5.メコン地域諸国の外相は,日本による「緑あふれるメコン(グリーン・メコン)に向けた10年」イニシアティブに関する詳細な説明を歓迎するとともに,同イニシアティブを実現するため日本とともに協力していくとの意思を表明した。

6.岡田大臣は,ASEAN連結性に関するマスタープランに関連して,物理的、制度的及び人と人の連結性を向上させるため,メコン地域諸国に対する支援を継続する意思を表明した。この関連で,メコン地域諸国の外相は,ASEANの統合及び共同体を構築するためのプロセスを強固にするため,日本及び適切な関係国がASEAN諸国との対話を実施するとの日本の提案をこれがASEAN及びその域外との連結性に関して協力の方法を探求するよう求めるASEAの呼びかけに符合するものとして歓迎した。外相は,メコン地域におけるインフラ整備,制度構築及び人材育成がASEAN及び東アジアの発展と調和した形で進められなければならないとの共通の視点を強調した。また、外相は、メコン地域開発についてのドナー及びパートナーとしてのタイの強いコミットメントを歓迎した。

7.外相は,共通の関心を有する地域及び地球規模の課題について緊密な協力を強化し,地域における平和,安定及び繁栄の確保のため,既存の日メコン協力を深化・拡大するとの決意を再確認した。この関連で,外相は,相互理解の雰囲気の下,朝鮮半島,ミャンマー,国連安全保障理事会常任理事国問題を含む国連改革といったいくつかの共通の関心を有する地域及び国際情勢の課題について議論した。

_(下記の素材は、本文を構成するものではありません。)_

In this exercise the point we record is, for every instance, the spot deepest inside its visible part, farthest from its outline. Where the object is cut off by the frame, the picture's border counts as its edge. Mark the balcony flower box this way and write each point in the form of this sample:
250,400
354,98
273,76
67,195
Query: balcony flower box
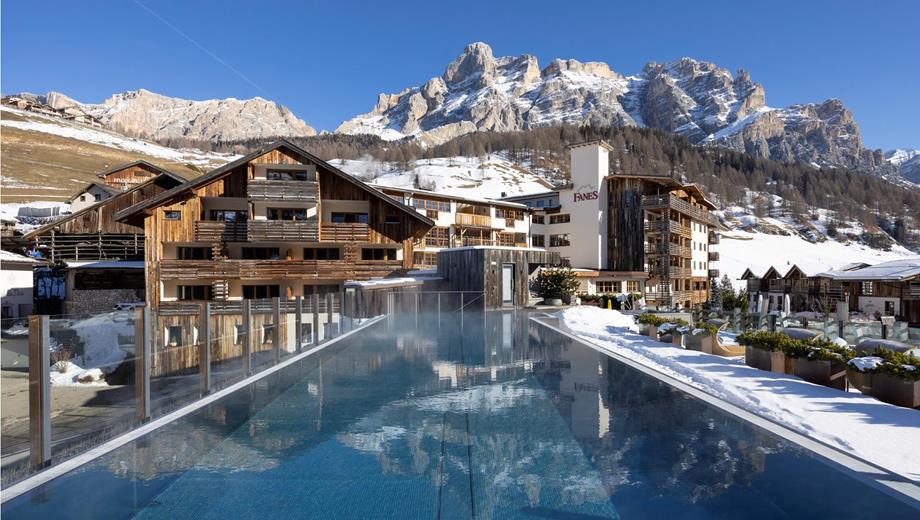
891,377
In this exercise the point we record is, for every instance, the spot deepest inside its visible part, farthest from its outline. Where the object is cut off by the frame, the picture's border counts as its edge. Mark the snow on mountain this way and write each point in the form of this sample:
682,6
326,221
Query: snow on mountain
59,127
695,99
145,114
779,241
907,162
473,177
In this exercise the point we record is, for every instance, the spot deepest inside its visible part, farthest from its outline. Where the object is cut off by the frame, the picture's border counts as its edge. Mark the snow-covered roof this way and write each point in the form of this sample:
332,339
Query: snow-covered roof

8.朝鮮半島について、外相は,2005年9月の六者会合共同声明及び関連の国連安保理決議に従った朝鮮半島の非核化の重要性を強調し,関連の国連安保理決議を完全に遵守する必要性を再度強調した。また,外相は,北朝鮮が拉致問題を含む国際社会の人道上の懸念に取り組む必要があることを強調した。

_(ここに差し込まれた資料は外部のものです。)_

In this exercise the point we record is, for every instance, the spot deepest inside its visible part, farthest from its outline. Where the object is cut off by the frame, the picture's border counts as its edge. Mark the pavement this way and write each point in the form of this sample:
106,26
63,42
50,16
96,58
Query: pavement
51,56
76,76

9.外相は,ミャンマーで本年行われる総選挙が,自由,公正で,すべての関係者が参加する包含的な形で行われるべきであり,それがミャンマーの安定と発展に貢献することとなることを期待した。

10.外相は,国連改革,特に常任・非常任理事国双方の拡大を通じた安保理改革が緊急に必要であることを再確認した。日本は,日本が国連安全保障理事会の常任理事国になることに対するメコン地域諸国による引き続いての支持を高く評価した。

11.外相は,「東京宣言」で述べられているとおり,第2回日本・メコン地域諸国首脳会議を本年10月にハノイにて開催すること,及び,2011年に次回日メコン外相会議を日本の主催により開催することを期待した。